Section 5(1)(c), Prevention of Corruption Act, as it stood prior to the Prevention of Corruption (Second Amendment) Act of 1952, did not ‘pro tanto’ repeal Section 409, Penal Code, so far as it relates to offences by public servants. A public servant can, therefore, be prosecuted under Section 409, Penal Code, notwithstanding Section 5(2) of that Act. AIR 1953 Madh-B 139 (L); – , followed; – , dissented from.

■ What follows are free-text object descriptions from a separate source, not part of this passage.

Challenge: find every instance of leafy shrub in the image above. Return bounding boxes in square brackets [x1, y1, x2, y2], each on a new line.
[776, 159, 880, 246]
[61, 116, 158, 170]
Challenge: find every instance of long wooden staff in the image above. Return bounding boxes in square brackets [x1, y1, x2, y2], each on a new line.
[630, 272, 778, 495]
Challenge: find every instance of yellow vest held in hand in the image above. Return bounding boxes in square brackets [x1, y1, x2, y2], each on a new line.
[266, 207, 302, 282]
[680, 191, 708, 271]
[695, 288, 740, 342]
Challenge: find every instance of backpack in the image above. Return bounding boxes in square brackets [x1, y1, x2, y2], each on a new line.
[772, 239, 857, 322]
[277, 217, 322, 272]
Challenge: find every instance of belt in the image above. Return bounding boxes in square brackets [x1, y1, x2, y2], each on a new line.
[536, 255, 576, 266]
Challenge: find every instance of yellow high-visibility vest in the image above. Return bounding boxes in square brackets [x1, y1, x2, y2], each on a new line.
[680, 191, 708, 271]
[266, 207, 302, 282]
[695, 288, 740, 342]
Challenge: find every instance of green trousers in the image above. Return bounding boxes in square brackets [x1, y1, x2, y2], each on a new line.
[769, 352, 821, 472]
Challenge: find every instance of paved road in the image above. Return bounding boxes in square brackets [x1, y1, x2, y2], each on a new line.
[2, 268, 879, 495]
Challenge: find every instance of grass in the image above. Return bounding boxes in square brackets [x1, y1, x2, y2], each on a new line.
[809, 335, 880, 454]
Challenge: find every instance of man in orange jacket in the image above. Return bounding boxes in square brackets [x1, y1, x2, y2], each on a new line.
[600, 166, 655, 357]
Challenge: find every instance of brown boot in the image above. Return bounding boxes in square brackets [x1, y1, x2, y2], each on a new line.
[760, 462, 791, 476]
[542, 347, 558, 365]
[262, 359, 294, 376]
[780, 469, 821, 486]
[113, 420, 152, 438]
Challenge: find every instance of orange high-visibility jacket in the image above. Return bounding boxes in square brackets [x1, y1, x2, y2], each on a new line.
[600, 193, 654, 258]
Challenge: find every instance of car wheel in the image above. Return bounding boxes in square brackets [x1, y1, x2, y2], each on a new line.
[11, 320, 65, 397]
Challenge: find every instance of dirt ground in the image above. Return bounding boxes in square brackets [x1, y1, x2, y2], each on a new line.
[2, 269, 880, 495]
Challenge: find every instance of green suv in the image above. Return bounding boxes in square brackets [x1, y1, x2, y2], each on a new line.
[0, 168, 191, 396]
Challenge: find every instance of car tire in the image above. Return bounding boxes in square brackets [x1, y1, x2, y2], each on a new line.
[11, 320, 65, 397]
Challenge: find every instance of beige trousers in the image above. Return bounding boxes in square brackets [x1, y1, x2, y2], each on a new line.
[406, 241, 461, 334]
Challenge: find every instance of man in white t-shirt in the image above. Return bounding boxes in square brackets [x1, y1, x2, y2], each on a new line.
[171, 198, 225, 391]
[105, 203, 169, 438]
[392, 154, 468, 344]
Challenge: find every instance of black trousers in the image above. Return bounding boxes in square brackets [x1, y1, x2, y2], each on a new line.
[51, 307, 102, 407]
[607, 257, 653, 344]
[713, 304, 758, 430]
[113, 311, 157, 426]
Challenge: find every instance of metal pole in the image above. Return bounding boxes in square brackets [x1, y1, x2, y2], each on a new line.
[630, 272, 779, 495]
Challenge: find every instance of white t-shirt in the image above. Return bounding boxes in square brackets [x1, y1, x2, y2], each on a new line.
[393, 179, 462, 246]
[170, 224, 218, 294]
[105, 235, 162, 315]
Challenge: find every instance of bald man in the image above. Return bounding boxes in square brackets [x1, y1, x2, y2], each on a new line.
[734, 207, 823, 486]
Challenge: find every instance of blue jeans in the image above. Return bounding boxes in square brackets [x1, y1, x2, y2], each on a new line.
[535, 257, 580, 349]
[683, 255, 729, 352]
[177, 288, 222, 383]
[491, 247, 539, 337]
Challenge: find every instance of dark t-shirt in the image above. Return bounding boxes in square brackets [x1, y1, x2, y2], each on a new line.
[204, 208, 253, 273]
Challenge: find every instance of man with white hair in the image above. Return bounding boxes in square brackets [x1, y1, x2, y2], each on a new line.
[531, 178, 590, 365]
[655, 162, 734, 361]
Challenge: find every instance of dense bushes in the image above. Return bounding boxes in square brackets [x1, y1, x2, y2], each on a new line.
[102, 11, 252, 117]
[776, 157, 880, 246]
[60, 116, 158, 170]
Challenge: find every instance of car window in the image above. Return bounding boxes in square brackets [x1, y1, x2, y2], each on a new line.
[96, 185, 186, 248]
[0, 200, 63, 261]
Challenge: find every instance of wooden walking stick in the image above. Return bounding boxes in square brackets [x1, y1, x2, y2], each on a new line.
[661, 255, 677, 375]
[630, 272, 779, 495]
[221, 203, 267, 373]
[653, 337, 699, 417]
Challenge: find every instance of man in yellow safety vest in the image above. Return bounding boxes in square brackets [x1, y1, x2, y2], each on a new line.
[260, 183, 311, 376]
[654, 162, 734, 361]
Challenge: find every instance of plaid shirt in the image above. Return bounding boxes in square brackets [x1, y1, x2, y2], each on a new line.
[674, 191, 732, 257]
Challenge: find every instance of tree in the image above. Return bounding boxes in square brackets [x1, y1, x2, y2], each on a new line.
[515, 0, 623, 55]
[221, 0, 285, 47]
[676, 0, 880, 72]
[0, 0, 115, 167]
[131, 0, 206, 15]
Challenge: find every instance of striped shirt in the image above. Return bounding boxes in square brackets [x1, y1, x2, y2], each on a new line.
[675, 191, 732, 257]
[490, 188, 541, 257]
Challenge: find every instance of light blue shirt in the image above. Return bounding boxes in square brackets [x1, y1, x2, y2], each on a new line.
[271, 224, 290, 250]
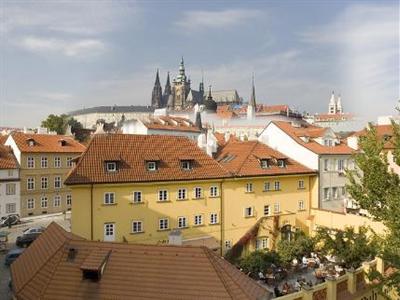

(g) In re, Govindaswami . There, a single Judge of that High Court, following – , held that :

Where a complaint sets forth certain facts disclosing a minor offence and also a graver offence, the prosecution should ordinarily be for the graver offence. Thus, the offence under Section 409, Penal Code, being graver than the offence under Section 5(1)(c), Prevention of Corruption Act, prosecution should be for the graver offence under Section 409, Penal Code, even though the facts disclosed fall within Section 5(1)(c), Prevention of Corruption Act. Dholiah v. Sub-Inspector of Police, Wellington Station AIR 1931 Mad 702 (Q), followed.

6. In consonance with the view of the Madras, Madhya Bharat, Hyderabad, Allahabad and Calcutta High Courts, I would hold that the provisions of Section 409, I. P. C., have not been repealed by Section 5, Prevention of Corruption Act. Therefore, quite irrespective of whether the offences alleged to have been committed by the petitioner, pertain to a period before or after the Prevention of Corruption Act came into force, it must be held that the trial Magistrate has Jurisdiction to proceed with the trials.

7. Learned Counsel for the petitioner argued one further point and that is this. In Kunwar Chand’s case the offence is alleged to have been committed in May 1948, i.e., before the Himachal Pradesh (Application of Laws) Order was promulgated. It is contended that the petitioner could not be charged under Section 409, I. P. C., because the Indian Penal Code was not in force in the former Sirmur State, This, however, appears to be incorrect. It is understood that, even before the merger of Sirmur State in Himachal Pradesh, the Indian Penal Code was in force there. Therefore, this contention is also without force. .

8. The result is : I reject all the five petitions. The trial Magistrate is directed to proceed with the trials. This order will be read in the connected petitions 5, 6, 7 and 8 of 1954.